Carol Glassman

Photo of Carol Glassman, a young woman with short dark hair wearing a button on her chest. She has a serious expression.
Recorded by:
Whitney
Strub
Interview Date(s):Thursday, December 4, 2014
Location:New York, NY
Transcript(s):PDF icon transcript
Carol Glassman was born in Brooklyn in 1942 to a first-generation large Jewish immigrant family. She went to public school and then Smith College, where she got involved with the student movement that became known as the New Left. Her activism eventually brought her to Newark, where she was a central member of the Newark Community Union Project (NCUP), part of the Students for a Democratic Society-led effort to organize in poor communities with the eventual goal of creating an “interracial movement of the poor.”

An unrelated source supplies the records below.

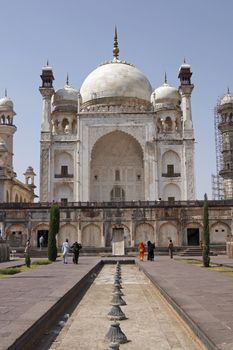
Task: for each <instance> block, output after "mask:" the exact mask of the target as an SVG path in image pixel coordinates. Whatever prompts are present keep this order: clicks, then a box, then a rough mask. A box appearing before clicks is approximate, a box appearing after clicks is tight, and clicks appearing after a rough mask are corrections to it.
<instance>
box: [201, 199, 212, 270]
mask: <svg viewBox="0 0 233 350" xmlns="http://www.w3.org/2000/svg"><path fill="white" fill-rule="evenodd" d="M203 239H204V242H203V250H202V260H203V266H204V267H209V266H210V256H209V254H210V232H209V210H208V198H207V194H206V193H205V196H204V207H203Z"/></svg>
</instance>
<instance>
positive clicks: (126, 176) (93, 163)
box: [90, 131, 144, 201]
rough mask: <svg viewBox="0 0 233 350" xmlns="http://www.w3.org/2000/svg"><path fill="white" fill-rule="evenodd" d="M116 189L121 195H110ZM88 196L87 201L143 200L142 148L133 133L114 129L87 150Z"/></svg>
mask: <svg viewBox="0 0 233 350" xmlns="http://www.w3.org/2000/svg"><path fill="white" fill-rule="evenodd" d="M116 189H120V192H121V194H124V195H121V196H114V195H113V194H115V192H117V190H116ZM90 197H91V198H90V200H91V201H111V200H113V201H114V200H115V199H114V198H116V200H119V198H121V200H126V201H131V200H143V199H144V167H143V150H142V148H141V146H140V144H139V142H138V141H137V140H136V139H135V138H134V137H133V136H131V135H129V134H127V133H125V132H122V131H114V132H111V133H108V134H106V135H104V136H102V137H101V138H100V139H99V140H98V141H97V142H96V143H95V145H94V147H93V149H92V153H91V171H90ZM118 197H119V198H118Z"/></svg>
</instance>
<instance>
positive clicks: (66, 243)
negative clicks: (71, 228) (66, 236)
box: [62, 238, 70, 264]
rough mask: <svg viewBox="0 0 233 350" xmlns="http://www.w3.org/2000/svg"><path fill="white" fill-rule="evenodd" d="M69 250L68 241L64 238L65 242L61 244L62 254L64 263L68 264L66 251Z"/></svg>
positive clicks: (67, 260)
mask: <svg viewBox="0 0 233 350" xmlns="http://www.w3.org/2000/svg"><path fill="white" fill-rule="evenodd" d="M69 251H70V246H69V241H68V239H67V238H66V240H65V242H64V243H63V244H62V255H63V262H64V264H68V253H69Z"/></svg>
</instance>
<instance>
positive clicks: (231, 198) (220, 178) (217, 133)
mask: <svg viewBox="0 0 233 350" xmlns="http://www.w3.org/2000/svg"><path fill="white" fill-rule="evenodd" d="M215 124H216V125H215V140H216V160H217V162H216V163H217V177H218V178H219V188H218V189H219V192H221V188H223V192H224V199H232V198H233V95H232V94H231V93H230V91H229V90H228V92H227V94H226V95H224V96H223V97H222V98H221V99H220V100H219V101H218V104H217V107H216V113H215ZM222 184H223V186H221V185H222ZM218 199H221V198H218Z"/></svg>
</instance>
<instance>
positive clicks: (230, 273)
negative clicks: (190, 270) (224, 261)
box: [177, 259, 233, 277]
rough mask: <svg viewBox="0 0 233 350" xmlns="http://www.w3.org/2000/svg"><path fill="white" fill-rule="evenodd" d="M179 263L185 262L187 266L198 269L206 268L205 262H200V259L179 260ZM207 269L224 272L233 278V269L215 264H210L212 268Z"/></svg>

In this oral history, she discusses coming into her lesbian identity in the context of NCUP, her relationships in Newark and beyond, and the broader sexual politics of the New Left. In 1968, after the 1967 Newark rebellion and  the rise of Black Power, Carol and other white activists moved out of NCUP’s base in Clinton Hill (in the South Ward) and into the Ironbound, to organize poor and working class whites. That organizing led to the development of the Ironbound Community Corporation and Independence High School. She returned to school to earn an MSW. She relocated to New York, worked as an educator at Rutgers and NYU and she continues to practice as a clinical social work therapist. 
 
Carol wrote for the New Left press, contributed an essay to the pioneering feminist anthology Sisterhood is Powerful (1970), and has published scholarship on lesbians and HIV, among other accomplishments. She is featured in the 1966 NCUP documentary Troublemakers (dir. Robert Machover and Norman Fruchter), and in 1971 shot a cover photo of Newark’s Ferry Street in the Ironbound for the feminist magazine Up from Under, pictured below. She earned her doctorate in 1991 from Columbia University School of Social Work. Her thesis focused on gay male couples coping with AIDS. 

She also recorded an oral history about NCUP in 1965, housed at NYU’s Tamiment Library and Robert F. Wagner Labor Archive. While it cannot be accessed online, its transcript makes for a fascinating contrast to her Queer Newark oral history, reflecting its era by not probing into matters of sexuality.